Small but broadly representative dissident and human rights movements have coalesced around these needs. All involved are pacifists. They are Cuba’s Gandhis and Martin Luther Kings seeking peaceful democratic change. Although they are not allowed any access to the media on the island, they are getting known by word of mouth.

Independent libraries have opened in the homes of many brave citizens who lend non-subversive books to neighbors. A small cadre of independent journalists is waiting in the wings for the time any modicum of free speech is allowed. Now they compose mostly social and literary stories that are phoned or mailed abroad for dissemination. Courageous human rights activists have been calling on the regime to free political prisoners. Osvaldo Paya’s Varela Project, operating entirely within Cuban law, gathered many thousands of signatures from ordinary citizens on petitions seeking a democratic opening.

When these independent voices acquired real resonance in the spring of 2003, Fidel pounced ferociously. About seventy-five individuals were arrested and summarily imprisoned for terms up to twenty-eight years. They included one of the country’s most prominent poets, independent economists, librarians, journalists, and leaders of the Varela Project. Books were seized and burned, fax machines destroyed. One activist was found guilty of sending information about human rights to Amnesty International.

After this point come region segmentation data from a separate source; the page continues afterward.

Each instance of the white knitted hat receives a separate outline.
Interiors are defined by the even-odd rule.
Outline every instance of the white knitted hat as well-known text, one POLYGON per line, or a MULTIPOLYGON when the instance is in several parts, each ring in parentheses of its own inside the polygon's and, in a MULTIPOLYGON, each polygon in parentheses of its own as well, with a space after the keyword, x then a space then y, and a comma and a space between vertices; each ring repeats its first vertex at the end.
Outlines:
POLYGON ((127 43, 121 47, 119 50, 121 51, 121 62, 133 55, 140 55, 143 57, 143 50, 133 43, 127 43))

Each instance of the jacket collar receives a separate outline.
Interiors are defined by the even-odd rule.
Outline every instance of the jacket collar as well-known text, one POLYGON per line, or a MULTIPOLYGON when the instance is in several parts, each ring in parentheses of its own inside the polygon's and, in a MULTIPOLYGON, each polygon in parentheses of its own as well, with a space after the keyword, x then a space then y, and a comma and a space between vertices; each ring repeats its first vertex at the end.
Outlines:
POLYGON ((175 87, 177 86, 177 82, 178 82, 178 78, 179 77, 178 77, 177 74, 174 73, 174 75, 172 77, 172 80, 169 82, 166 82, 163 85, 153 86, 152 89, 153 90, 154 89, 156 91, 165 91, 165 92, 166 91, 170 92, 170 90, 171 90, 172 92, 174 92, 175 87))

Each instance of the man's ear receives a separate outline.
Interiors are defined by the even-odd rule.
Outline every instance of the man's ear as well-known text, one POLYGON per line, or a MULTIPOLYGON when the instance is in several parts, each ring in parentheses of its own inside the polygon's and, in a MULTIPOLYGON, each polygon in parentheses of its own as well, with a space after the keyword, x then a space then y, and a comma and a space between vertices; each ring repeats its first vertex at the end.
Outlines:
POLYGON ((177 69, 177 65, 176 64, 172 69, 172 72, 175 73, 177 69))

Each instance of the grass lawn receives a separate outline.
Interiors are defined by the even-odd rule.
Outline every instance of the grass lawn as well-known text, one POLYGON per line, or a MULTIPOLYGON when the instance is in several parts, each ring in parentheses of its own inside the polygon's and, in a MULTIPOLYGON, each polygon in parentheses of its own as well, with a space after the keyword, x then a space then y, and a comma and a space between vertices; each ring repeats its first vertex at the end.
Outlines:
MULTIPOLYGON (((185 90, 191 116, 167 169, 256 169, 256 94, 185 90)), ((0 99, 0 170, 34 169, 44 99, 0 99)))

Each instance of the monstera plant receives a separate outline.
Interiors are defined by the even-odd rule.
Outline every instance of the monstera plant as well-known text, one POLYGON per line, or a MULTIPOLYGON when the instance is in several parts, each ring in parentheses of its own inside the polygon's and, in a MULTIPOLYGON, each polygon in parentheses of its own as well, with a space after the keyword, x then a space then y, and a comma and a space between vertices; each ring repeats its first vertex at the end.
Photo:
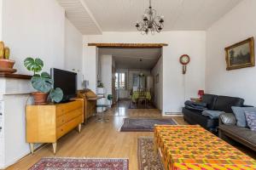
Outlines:
POLYGON ((63 98, 63 92, 61 88, 53 88, 53 80, 47 72, 41 72, 44 67, 44 62, 40 59, 26 58, 24 60, 24 65, 33 72, 31 79, 32 85, 37 92, 32 93, 36 105, 44 105, 47 103, 48 95, 52 102, 61 102, 63 98), (41 73, 40 73, 41 72, 41 73))

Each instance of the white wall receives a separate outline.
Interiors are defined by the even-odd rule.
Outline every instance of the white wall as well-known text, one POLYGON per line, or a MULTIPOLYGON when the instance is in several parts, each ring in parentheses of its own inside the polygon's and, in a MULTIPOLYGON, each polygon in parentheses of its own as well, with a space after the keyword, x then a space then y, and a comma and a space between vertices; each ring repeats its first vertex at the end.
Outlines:
POLYGON ((83 36, 65 20, 65 69, 78 73, 78 89, 82 88, 83 36))
MULTIPOLYGON (((2 37, 11 49, 10 58, 16 61, 15 68, 18 70, 18 73, 32 74, 23 66, 23 60, 26 57, 41 58, 44 62, 44 71, 48 72, 51 67, 82 68, 82 35, 79 35, 70 23, 65 24, 64 9, 55 0, 1 0, 0 4, 2 2, 2 37), (65 45, 67 47, 65 48, 65 45), (75 56, 72 56, 72 54, 75 56), (69 63, 72 60, 71 57, 75 58, 73 63, 69 63)), ((29 84, 28 82, 26 81, 26 84, 29 84)), ((32 89, 31 85, 23 86, 21 82, 9 85, 9 88, 15 87, 11 88, 12 96, 9 94, 3 95, 3 89, 0 89, 0 96, 3 95, 1 99, 5 105, 6 126, 3 128, 8 131, 4 137, 6 154, 3 164, 1 164, 3 167, 15 163, 30 153, 29 145, 25 139, 24 108, 27 95, 18 95, 16 93, 19 91, 19 94, 26 94, 32 89), (15 108, 11 107, 13 101, 15 103, 15 108), (9 135, 14 134, 14 130, 16 132, 15 135, 9 135)))
POLYGON ((104 85, 106 94, 112 94, 112 55, 100 56, 101 81, 104 85))
MULTIPOLYGON (((117 69, 116 72, 122 72, 122 73, 125 73, 126 75, 129 75, 128 69, 117 69)), ((127 78, 126 82, 129 82, 129 76, 126 78, 127 78)), ((130 91, 128 89, 118 89, 119 99, 127 99, 129 97, 130 97, 130 91)))
MULTIPOLYGON (((84 41, 84 44, 85 44, 84 41)), ((96 94, 98 75, 98 49, 96 47, 84 48, 83 74, 84 80, 89 81, 88 88, 96 94)))
MULTIPOLYGON (((198 89, 205 88, 205 31, 166 31, 154 36, 139 32, 103 32, 84 38, 87 42, 168 43, 169 46, 163 48, 163 112, 180 112, 184 99, 195 96, 198 89), (184 54, 191 57, 186 76, 182 75, 179 64, 179 57, 184 54)), ((88 57, 90 56, 84 56, 88 57)))
POLYGON ((226 71, 224 48, 256 36, 256 1, 244 0, 207 31, 207 93, 241 97, 256 105, 256 67, 226 71))
POLYGON ((163 58, 160 57, 154 67, 151 71, 154 76, 154 104, 159 109, 162 110, 163 105, 163 58), (156 82, 155 76, 159 75, 159 82, 156 82))
POLYGON ((3 0, 0 0, 0 41, 3 40, 3 0))
POLYGON ((3 0, 3 40, 19 73, 26 57, 38 57, 44 71, 64 68, 64 9, 53 0, 3 0))

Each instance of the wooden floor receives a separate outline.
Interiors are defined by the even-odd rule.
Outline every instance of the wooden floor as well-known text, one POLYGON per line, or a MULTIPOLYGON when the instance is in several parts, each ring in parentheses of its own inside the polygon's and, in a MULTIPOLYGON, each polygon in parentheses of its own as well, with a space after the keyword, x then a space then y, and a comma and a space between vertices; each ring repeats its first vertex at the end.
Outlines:
MULTIPOLYGON (((81 133, 73 130, 59 139, 57 153, 54 155, 51 144, 48 144, 33 155, 29 155, 8 169, 28 169, 42 157, 96 157, 129 158, 131 170, 137 169, 137 138, 153 136, 153 133, 120 133, 124 117, 161 117, 160 110, 130 110, 128 101, 120 102, 108 111, 109 122, 95 122, 91 118, 83 126, 81 133)), ((185 124, 183 117, 173 117, 179 124, 185 124)))

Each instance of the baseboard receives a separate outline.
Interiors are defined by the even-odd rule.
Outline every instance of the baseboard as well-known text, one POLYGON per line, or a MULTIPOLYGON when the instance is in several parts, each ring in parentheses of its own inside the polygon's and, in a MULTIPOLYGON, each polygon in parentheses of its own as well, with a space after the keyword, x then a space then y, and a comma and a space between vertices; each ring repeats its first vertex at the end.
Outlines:
POLYGON ((183 114, 180 112, 165 112, 163 116, 183 116, 183 114))

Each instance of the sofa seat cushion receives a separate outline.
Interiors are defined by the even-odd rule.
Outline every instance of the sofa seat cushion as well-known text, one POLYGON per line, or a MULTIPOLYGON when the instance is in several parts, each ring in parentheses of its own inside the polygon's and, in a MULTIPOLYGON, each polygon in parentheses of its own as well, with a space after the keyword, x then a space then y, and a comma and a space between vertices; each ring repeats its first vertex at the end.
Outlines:
POLYGON ((220 125, 219 128, 239 139, 246 140, 256 145, 256 132, 247 128, 241 128, 236 125, 220 125))
POLYGON ((226 113, 232 113, 232 106, 242 106, 244 99, 241 98, 234 98, 229 96, 218 96, 214 110, 224 111, 226 113))
POLYGON ((215 132, 216 128, 218 126, 218 119, 211 119, 208 116, 203 116, 201 111, 183 108, 183 113, 185 121, 189 124, 199 124, 204 128, 212 132, 215 132))

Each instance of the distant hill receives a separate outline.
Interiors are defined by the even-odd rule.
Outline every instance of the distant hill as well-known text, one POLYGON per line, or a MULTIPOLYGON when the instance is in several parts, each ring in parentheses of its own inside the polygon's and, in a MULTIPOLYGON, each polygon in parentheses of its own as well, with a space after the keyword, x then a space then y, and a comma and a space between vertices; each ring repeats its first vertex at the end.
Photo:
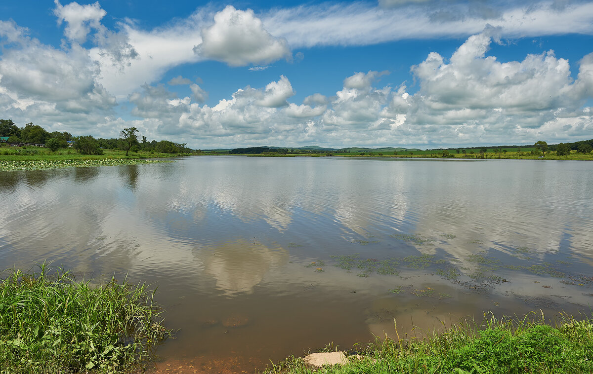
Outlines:
POLYGON ((339 150, 340 151, 344 152, 393 152, 395 151, 401 152, 402 151, 419 151, 420 150, 417 148, 403 148, 401 147, 398 147, 397 148, 394 148, 393 147, 383 147, 382 148, 349 147, 348 148, 342 148, 339 150))
POLYGON ((302 151, 317 151, 319 152, 333 152, 333 153, 350 153, 350 152, 393 152, 412 151, 421 150, 417 148, 403 148, 398 147, 383 147, 381 148, 365 148, 364 147, 349 147, 347 148, 329 148, 326 147, 320 147, 319 146, 306 146, 304 147, 277 147, 275 146, 259 146, 259 147, 247 147, 245 148, 216 148, 215 149, 204 149, 205 152, 214 151, 215 152, 226 152, 231 151, 231 153, 260 153, 263 151, 275 150, 302 150, 302 151), (238 151, 234 151, 238 150, 238 151))

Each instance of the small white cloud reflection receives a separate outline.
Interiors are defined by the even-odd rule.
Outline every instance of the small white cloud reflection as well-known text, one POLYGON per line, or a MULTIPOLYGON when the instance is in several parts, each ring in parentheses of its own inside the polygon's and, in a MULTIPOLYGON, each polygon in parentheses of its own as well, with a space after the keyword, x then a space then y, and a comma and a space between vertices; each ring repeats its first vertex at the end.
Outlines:
POLYGON ((216 287, 229 296, 253 292, 271 269, 288 261, 288 252, 280 246, 267 247, 255 239, 213 244, 195 254, 206 273, 216 279, 216 287))

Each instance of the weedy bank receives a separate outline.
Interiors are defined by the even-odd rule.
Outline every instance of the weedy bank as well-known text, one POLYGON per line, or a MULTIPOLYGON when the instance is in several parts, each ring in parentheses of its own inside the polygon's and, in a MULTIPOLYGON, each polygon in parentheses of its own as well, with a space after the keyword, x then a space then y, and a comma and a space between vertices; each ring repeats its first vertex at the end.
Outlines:
MULTIPOLYGON (((593 373, 593 320, 561 314, 555 327, 543 314, 522 320, 490 315, 444 332, 404 336, 359 347, 344 365, 312 367, 291 357, 267 374, 579 374, 593 373)), ((396 326, 397 327, 397 326, 396 326)))
POLYGON ((76 282, 47 264, 0 283, 0 373, 129 372, 171 334, 144 284, 76 282))

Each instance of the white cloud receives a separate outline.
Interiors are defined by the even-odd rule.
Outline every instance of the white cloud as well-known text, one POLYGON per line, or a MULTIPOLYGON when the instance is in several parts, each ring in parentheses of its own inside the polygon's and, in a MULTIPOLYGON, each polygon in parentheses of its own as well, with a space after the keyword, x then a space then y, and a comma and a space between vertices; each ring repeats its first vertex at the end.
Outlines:
POLYGON ((62 5, 58 0, 54 0, 56 8, 54 14, 58 17, 59 24, 66 21, 66 37, 69 40, 83 43, 91 28, 99 29, 103 27, 101 20, 107 12, 101 8, 99 2, 88 5, 81 5, 77 2, 71 2, 62 5))
POLYGON ((181 86, 183 85, 190 85, 192 84, 192 81, 187 78, 184 78, 180 75, 178 75, 174 78, 171 78, 167 84, 170 86, 181 86))
POLYGON ((227 5, 214 16, 214 24, 202 30, 202 43, 194 49, 206 58, 231 66, 267 63, 290 57, 286 40, 271 35, 253 11, 227 5))
POLYGON ((272 82, 266 86, 263 97, 257 101, 257 104, 269 108, 285 107, 288 105, 286 99, 294 94, 291 82, 282 75, 278 82, 272 82))
POLYGON ((458 37, 480 33, 489 25, 500 28, 505 37, 593 33, 591 2, 563 7, 545 1, 528 6, 509 6, 506 2, 492 6, 472 1, 409 2, 394 8, 363 2, 324 2, 275 8, 261 18, 266 30, 286 38, 292 49, 458 37))

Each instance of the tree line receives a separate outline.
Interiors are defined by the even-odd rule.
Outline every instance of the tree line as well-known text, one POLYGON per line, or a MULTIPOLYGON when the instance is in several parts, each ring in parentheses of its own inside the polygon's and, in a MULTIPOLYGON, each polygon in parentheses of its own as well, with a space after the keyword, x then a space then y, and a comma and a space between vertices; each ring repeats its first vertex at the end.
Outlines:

An independent librarian was jailed for sharing a copy of the Universal Declaration of Human Rights.

Whether a raulista regime will survive for just months or for many years will likely depend largely on how skillfully he and his associates deal with this coalescing independent civil society. Lacking Fidel’s exceptional leadership qualities and credibility with the populace, Raul will be hard pressed to strike just the right balance. He will have to take tangible steps to assuage public discontent and raise living standards for the masses, but without opening the valves too much or too quickly. He will have to do better than he has in the past at communicating with the people. And he will probably have to be adroit at managing crises. It may prove to be too large an order.

If he is to have any chance of retaining power for long, he will have to overcome the ingrained popular image of “Raul the Terrible,” the role he allowed Fidel to cast him in since the early 1950s. His government could not survive long, for example, if he resorted to the kind of brutal force in the streets that he threatened to employ in 1994. There are enough cannons in the military’s inventory to maintain order, but they cannot be deployed or used against the people. Killing civilians in the streets or plazas would be all but certain to bring down his regime, or that of any other successor who ordered it.

Perhaps in his own twilight years, this complex, repressed younger brother will find his own independent political persona. Maybe then the real Raul, unencumbered by Fidel’s uncompromising demands will come into focus. Their sister Juanita, and others who have known Raul are convinced that once he is freed of the need to please Fidel and honor his dictates, he will finally become his own person. Huber Matos, the former guerrilla leader who fought with the Castro brothers, told me, “Raul’s traumas are the result of being Fidel’s brother.”

Perhaps, then, Fidel’s death will be Raul’s catharsis.